By William Booth and Nick Miroff
The Washington Post
Aided by technology and intelligence from the United States, including overflights by drone aircraft and sophisticated software to eavesdrop on cellphone calls, Mexican forces have hit the La Familia drug cartel harder than any other criminal organization in Mexico.
Now, for the first time, Mexican officials are declaring that a major cartel is on the brink of collapse.
Yet, the reality in the hot farmlands and mountain hamlets in the western state of Michoacán feels very different.
Locals say little has changed. Their state still resembles an occupied zone. Three municipal police chiefs have been executed in Michoacán this year, the most recent three weeks ago.
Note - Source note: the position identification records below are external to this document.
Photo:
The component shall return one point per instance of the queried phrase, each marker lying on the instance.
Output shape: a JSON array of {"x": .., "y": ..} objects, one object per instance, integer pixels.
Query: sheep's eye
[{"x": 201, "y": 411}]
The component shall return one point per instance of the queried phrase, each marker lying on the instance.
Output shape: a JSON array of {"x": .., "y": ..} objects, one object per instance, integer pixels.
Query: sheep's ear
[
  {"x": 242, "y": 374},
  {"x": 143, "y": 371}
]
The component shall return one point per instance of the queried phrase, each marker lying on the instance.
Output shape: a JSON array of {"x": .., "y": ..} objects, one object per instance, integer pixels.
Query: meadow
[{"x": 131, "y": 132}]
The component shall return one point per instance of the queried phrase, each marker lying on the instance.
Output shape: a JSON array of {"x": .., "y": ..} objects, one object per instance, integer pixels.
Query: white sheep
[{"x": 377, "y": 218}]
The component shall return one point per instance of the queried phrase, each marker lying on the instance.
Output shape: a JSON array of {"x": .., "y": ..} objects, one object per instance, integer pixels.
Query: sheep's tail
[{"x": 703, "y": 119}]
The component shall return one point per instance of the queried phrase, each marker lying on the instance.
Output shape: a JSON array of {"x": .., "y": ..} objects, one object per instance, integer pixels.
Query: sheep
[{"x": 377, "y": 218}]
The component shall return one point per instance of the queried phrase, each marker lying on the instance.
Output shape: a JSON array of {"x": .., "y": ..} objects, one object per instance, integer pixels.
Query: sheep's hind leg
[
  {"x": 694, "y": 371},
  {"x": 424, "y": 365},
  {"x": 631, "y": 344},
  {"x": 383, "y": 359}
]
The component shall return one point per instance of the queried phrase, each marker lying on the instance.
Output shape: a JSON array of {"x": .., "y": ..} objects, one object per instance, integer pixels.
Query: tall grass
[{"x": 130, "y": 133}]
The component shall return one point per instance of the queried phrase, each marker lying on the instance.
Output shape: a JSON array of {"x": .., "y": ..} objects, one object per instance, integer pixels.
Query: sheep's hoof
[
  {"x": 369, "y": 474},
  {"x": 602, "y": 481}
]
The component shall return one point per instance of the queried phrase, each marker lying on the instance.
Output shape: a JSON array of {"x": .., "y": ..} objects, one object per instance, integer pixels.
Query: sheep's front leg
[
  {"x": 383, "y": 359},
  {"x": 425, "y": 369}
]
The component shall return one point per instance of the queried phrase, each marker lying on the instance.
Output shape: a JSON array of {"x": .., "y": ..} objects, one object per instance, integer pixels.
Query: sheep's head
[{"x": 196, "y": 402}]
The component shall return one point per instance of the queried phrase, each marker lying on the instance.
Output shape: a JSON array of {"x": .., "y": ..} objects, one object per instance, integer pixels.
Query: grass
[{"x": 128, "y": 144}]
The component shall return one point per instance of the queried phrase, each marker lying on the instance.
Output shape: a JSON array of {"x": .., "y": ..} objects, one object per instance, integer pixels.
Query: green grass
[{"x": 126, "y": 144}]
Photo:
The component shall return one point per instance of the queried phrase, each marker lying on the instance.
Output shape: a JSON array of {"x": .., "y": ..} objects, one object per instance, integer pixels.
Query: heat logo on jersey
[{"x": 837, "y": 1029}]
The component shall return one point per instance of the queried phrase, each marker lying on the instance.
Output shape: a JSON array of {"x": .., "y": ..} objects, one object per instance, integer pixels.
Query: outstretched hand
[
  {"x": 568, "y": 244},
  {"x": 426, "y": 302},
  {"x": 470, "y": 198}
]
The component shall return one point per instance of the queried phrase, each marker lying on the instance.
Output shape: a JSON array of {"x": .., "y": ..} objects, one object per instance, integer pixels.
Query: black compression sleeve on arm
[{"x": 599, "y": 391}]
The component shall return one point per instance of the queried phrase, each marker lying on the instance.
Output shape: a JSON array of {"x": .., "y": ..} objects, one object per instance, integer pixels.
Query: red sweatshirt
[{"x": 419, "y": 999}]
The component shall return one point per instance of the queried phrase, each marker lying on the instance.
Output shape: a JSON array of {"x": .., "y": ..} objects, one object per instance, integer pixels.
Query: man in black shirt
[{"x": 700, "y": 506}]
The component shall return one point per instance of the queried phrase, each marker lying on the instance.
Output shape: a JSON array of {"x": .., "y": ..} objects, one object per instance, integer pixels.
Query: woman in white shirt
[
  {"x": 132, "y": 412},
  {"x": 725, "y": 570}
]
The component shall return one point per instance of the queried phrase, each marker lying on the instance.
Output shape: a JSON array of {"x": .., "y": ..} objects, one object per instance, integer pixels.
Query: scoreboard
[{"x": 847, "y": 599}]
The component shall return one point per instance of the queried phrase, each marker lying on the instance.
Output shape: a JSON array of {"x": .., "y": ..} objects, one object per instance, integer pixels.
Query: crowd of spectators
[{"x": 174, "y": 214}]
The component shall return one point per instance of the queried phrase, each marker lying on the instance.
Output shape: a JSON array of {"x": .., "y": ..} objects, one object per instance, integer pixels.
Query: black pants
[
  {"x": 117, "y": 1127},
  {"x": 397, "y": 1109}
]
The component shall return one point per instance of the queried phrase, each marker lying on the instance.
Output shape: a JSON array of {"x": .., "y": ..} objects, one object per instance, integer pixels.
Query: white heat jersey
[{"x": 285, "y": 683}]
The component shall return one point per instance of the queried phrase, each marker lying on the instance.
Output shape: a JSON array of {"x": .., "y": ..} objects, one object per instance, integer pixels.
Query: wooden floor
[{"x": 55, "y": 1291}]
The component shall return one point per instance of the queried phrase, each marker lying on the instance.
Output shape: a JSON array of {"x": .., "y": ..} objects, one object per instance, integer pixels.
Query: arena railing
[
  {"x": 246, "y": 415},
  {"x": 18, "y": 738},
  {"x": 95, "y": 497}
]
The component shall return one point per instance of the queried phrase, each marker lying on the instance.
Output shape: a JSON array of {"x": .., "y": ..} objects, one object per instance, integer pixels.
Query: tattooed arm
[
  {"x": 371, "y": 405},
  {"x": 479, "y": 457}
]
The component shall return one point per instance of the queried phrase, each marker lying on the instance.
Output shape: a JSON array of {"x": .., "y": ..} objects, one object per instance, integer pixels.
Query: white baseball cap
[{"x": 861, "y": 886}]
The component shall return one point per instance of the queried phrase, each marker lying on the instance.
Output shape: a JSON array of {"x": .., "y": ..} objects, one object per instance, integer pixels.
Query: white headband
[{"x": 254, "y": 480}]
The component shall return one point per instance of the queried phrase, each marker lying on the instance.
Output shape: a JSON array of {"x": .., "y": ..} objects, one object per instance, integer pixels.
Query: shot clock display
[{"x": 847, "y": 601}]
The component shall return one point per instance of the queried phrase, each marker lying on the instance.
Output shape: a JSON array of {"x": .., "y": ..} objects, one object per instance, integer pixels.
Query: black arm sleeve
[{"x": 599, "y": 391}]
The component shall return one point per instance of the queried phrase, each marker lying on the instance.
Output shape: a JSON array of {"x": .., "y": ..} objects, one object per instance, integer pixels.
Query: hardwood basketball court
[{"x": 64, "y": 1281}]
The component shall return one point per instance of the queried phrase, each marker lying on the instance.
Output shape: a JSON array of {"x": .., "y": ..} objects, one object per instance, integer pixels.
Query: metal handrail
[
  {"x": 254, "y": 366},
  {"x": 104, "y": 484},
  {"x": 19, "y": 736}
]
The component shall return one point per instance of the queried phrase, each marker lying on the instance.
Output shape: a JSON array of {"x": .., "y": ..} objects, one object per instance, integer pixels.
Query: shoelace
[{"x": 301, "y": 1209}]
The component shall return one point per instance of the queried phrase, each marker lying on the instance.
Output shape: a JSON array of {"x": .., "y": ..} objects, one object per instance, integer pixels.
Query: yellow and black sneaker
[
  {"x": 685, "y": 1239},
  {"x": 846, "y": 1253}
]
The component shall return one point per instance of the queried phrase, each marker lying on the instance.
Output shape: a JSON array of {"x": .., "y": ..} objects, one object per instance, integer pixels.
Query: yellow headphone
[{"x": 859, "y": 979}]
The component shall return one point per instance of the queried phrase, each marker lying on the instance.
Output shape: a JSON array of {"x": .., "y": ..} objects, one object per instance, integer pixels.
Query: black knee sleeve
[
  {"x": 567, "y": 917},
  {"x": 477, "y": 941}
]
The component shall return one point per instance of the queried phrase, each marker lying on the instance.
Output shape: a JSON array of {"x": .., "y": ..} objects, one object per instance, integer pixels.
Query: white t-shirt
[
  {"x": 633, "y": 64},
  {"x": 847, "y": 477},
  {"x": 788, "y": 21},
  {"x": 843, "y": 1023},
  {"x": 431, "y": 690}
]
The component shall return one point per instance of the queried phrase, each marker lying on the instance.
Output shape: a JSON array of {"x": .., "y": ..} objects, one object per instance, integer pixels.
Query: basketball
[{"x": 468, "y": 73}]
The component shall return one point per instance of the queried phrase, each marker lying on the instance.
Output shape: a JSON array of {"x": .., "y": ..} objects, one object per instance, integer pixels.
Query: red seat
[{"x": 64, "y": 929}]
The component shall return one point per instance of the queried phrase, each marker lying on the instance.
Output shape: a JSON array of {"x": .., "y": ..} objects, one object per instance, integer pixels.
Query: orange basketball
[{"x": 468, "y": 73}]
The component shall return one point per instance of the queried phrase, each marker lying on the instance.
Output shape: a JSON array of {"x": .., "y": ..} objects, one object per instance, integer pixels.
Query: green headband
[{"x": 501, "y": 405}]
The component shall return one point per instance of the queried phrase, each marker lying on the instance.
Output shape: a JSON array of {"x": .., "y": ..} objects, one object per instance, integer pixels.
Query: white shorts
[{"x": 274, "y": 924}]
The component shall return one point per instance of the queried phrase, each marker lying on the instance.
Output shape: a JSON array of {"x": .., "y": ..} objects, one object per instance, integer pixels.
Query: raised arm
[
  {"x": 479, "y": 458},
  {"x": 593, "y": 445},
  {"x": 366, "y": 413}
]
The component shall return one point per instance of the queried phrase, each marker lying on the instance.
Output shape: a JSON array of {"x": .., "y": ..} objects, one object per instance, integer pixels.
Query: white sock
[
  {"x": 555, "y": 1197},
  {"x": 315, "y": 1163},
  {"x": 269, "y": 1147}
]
Military units and gunmen engaged in a firefight at an isolated village Tuesday night, leaving four dead. The naked, tortured bodies of four people were found on a roadside Wednesday.
With 18 months left in his six-year term, President Felipe Calderón is desperate to show his U.S.-backed strategy of sending thousands of soldiers and police against the traffickers is working and that his government can calm the storm of gruesome violence that has left more than 35,000 dead and threatens the nation's stability.
In December, when Mexican and U.S. agents heard on wiretaps that La Familia's bosses and hundreds of followers were gathering to party at a ranch south of this farm town, authorities gave the order: capture or kill.
What followed was the most aggressive assault seen in four years of Mexico's drug war. Over two full days, 800 federal agents in helicopters and armored vehicles battled cartel gunmen through citrus groves and along rural roads, as residents barricaded themselves indoors.
In the end, government forces said they had shot dead La Familia's founder, Nazario Moreno González, a messianic folk hero known as "El Mas Loco" (the Craziest One) who had become the largest supplier of methamphetamine to the United States.
A month after the December raids, banners hung from highway overpasses announcing the cartel was disbanding.
It was a lie. La Familia is still very much here.
At the fire station in Apatzingán, where La Familia was born, supervisor David Olivera described how he still must call ahead to ask cartel representatives for permission to send ambulances to gather the sick.
But the list was assembled in April 2009, an eternity in the abbreviated lives of drug traffickers. New leaders move in quickly.
With few options and less time, Calderón's government has emphasized a strategy of killing or capturing cartel bosses. But it has been slow to fulfill earlier promises to reform the judicial system, clean up state and local police, pursue money launderers, build better prisons and find ways to redirect poor and poorly educated young people away from a life of crime.
"Nothing has changed"
At a storefront drug-treatment center filled with toothless, tattooed men lounging on bunk beds, director Ulises Silva said "nothing has changed" in Apatzingán in the three months since Moreno's death. "The narcos will never go away," he said. "The truth is that the people like the narcos more than the government."
Unlike more powerful Mexican crime syndicates such as the Sinaloa cartel and Los Zetas, La Familia is a regional franchise, characterized by anti-government propaganda and a peculiar brand of evangelical Christianity, forbidding drug use in local communities while reaping millions from narcotics sales and lopping the heads off rivals.
La Familia recruited heavily at rehab centers. Visitors were offered signed copies of the book written by El Mas Loco. Titled "Thoughts," it was sprinkled with aphorisms such as "if you can dream it, you can do it."
Seizures of methamphetamine — La Familia's signature export — nearly doubled along the Southwest border last year. Has production at Michoacán's meth labs fallen since December? "Nobody knows," one U.S. law-enforcement official said.
Mayor Genaro Guizar and others in Apatzingán said people don't even believe Moreno is dead. The government never recovered a body; federal forces say La Familia gunmen took their dead with them.
"They say the raid was a big show," said Guizar, one of 10 Michoacán mayors arrested in 2009 on suspicion of collaborating with La Familia.
Guizar, who lived most of his adult life in California where he was a successful restaurateur, served 11 months in prison before he was released without charges.
"Who have they really caught, really killed?" Guizar asked. "People here say they are more afraid of the police than La Familia. They're never going to win the war this way."